>Just hashed out a strategy. In the next ack2, we'll be using "\b(?:PATTERN)\b", which won't be perfect but will be better than the surprising behavior we have right now.
That is certainly an improvement. Have you compared it to the approach taken in my current merge request, which does
(?:\b|(?!\w))(?:PATTERN)(?:\b|(?<!\w))
This will match more cases than the simpler regexp. In particular, it means that the pattern
foo[(][)]
will match the string 'foo()' -- while still not matching 'tofoo()', etc.
I think that my version may be slightly better adapted to searching through common programming languages, though if you think that the greater simplicity of just wrapping with \b is preferable I will be happy to go along with that.
>Entirely coincidental to this, coworker just pinged me surprised that "ack -w 410[2]" matches "4102999" but "ack -w 4102" does not.
>So we have a non-zero user base that is being bitten by this.
Well indeed, and that has been the case ever since the bug in -w handling was reported back in 2014 :-(
>As Bill points out, this is an imperfect match. So, in ack3 we will be doing -w as (?:^|\b|\s)\K(?:PATTERN)(?=\s|\b|$).

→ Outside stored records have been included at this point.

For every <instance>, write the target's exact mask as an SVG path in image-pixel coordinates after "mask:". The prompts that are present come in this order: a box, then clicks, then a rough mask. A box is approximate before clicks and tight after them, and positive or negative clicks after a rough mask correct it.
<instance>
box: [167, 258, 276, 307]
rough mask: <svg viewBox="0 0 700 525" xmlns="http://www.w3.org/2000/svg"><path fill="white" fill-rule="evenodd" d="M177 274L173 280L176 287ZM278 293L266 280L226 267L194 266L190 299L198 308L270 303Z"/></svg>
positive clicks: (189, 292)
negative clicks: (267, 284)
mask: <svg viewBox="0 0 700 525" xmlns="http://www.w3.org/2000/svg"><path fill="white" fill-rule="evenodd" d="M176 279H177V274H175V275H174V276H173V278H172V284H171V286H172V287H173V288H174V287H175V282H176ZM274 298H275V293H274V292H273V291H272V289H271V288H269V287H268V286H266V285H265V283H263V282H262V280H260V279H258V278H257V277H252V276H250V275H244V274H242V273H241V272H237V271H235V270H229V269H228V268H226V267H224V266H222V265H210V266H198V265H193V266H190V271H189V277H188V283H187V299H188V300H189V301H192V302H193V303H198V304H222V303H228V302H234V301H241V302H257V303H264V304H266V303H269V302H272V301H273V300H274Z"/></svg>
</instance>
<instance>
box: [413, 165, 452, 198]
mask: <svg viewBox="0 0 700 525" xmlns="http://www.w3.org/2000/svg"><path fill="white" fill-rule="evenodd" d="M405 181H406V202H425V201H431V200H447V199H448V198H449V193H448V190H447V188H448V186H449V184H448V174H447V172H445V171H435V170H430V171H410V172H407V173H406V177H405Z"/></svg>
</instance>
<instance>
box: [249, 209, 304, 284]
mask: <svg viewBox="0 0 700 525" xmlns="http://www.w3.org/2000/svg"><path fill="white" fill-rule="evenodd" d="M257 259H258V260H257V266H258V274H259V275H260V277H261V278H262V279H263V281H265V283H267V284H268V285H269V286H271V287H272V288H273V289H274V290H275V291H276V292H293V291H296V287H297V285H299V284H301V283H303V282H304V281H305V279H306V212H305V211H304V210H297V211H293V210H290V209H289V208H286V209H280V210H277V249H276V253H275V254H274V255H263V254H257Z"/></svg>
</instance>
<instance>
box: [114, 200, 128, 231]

Sounds interesting. If the text has already been broken into lines, I would tend to prefer \z rather than the $ anchor, since $ allows for a newline character first. (Also, the meaning of $ depends on the /m flag and has been unclear over much of Perl's history, being fixed only recently -- check the perl5-porters archives for the full gory details.) For symmetry I would also use \A which is unambiguously the start the string and does not depend on flags.
I don't yet have an idea of how this proposed regexp differs from the two alternatives above, or how it differs from what grep -w does. The exact behaviour in corner cases may not matter that much, as long as it doesn't get set in stone so that bugs cannot be fixed until ack 4.
>I’ve pondered this more, and now I’m wondering that we should NOT fix
the -w in ack 2. It’s possible that this fix will result in fewer hits
for people.
For my use case, getting fewer hits is the desired behaviour and it's what drove me to send the patch. I can see what you're saying but in my view "false positive" and "false negative" matches are equally important to fix. Without knowing exactly what the end use of ack is, it's impossible to say which of the two is the bigger problem. I will note that ack is an interactive tool, and that if you want rigorously POSIX-specified semantics for regular expressions and flags or easily parsable output you would surely use grep instead.
Bill R. wondered whether
>the "fix" proposed would break it for non-word non-meta leading/trailing pattern
I agree that any new behaviour should not break existing patterns such as #foo where the start or end character is a non-word character (but not necessarily a regexp special character).
This is one advantage of my proposed scheme described above over the simple \b(?:PATTERN)\b. Given the string '#foo' and the pattern '#foo', mine finds a match but the simpler approach does not. Again, I suggest that this is better suited in practice to the task of searching through source code.